Ceci étant, une compilation à ce jour des PLH à l’échelle de Paris Métropole montrerait que sur son périmètre, l’objectif annuel cumulé de ses membres correspondrait à peu près à la moitié des objectifs de la loi, qui fixe à 70 000 le nombre de logements à produire annuellement sur le périmètre régional !
Notre ambition est de travailler à la fois sur la qualification des besoins en matière de logement pour les Franciliens, au-delà de la seule question du nombre d’unités à produire, et de générer au fur et à mesure une prise de conscience de l’importance du « pas » à franchir pour atteindre l’objectif de 70 000 logements annuels. Il est nécessaire, pour cela, que tous les territoires s’engagent pour une mixité à la fois sociale et fonctionnelle. C’est également un travail de « dentelle », qui permettra d’accompagner les territoires, dans leur diversité, dans la mise en œuvre différenciée selon les problématiques locales d’une politique de construction bien plus importante qu’aujourd’hui.

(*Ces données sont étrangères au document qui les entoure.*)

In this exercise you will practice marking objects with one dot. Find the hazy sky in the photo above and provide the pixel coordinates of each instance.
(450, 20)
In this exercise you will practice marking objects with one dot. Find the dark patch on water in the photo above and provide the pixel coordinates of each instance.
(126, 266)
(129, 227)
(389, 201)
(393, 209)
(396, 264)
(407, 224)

4- Enfin, vous êtes également le Maire de Sceaux. Quels sont les enjeux du Grand Paris pour votre commune et vos habitants ?

Sceaux est, dans cette démarche, dans une position particulière. Petite ville, elle a été sous-préfecture du département de la Seine, avec Paris comme préfecture. Elle a bénéficié de ce statut : la ligne de chemin de fer dite « ligne de Sceaux », l’implantation du premier « lycée à la campagne » (le lycée Lakanal), le rachat du Domaine de Colbert (devenu le parc de Sceaux), la construction par des familles aisées de Paris de leur résidence secondaire, le dynamisme commercial local, son statut de ville universitaire avec près de 10 000 étudiants accueillis, etc … Tout ceci est lié à l’histoire des relations entre Sceaux et Paris qui ont toujours été excellentes. J’ai d’ailleurs pris l’initiative de publier une étude sur cette histoire (« Sceaux et le Grand Paris »), qui montre combien une petite ville, si elle parvient à mobiliser l’énergie et la compétence de sa population, peut réussir à préserver sa qualité de vie et sa singularité. Pour autant, Sceaux n’est pas isolée. Elle doit aussi participer pleinement à cette démarche métropolitaine, en être un acteur éclairé, manifester sa solidarité avec les autres territoires de la métropole. Faute de quoi elle se banaliserait, et, j’en suis convaincu, perdrait ce qui fait sa singularité tout en n’assumant pas ses propres responsabilités au regard de son histoire. Je crois que les Scéens le comprennent, même si certains en éprouvent de la crainte, compréhensible face à tout changement. Et la démarche métropolitaine est incontestablement un changement, nécessaire et inévitable.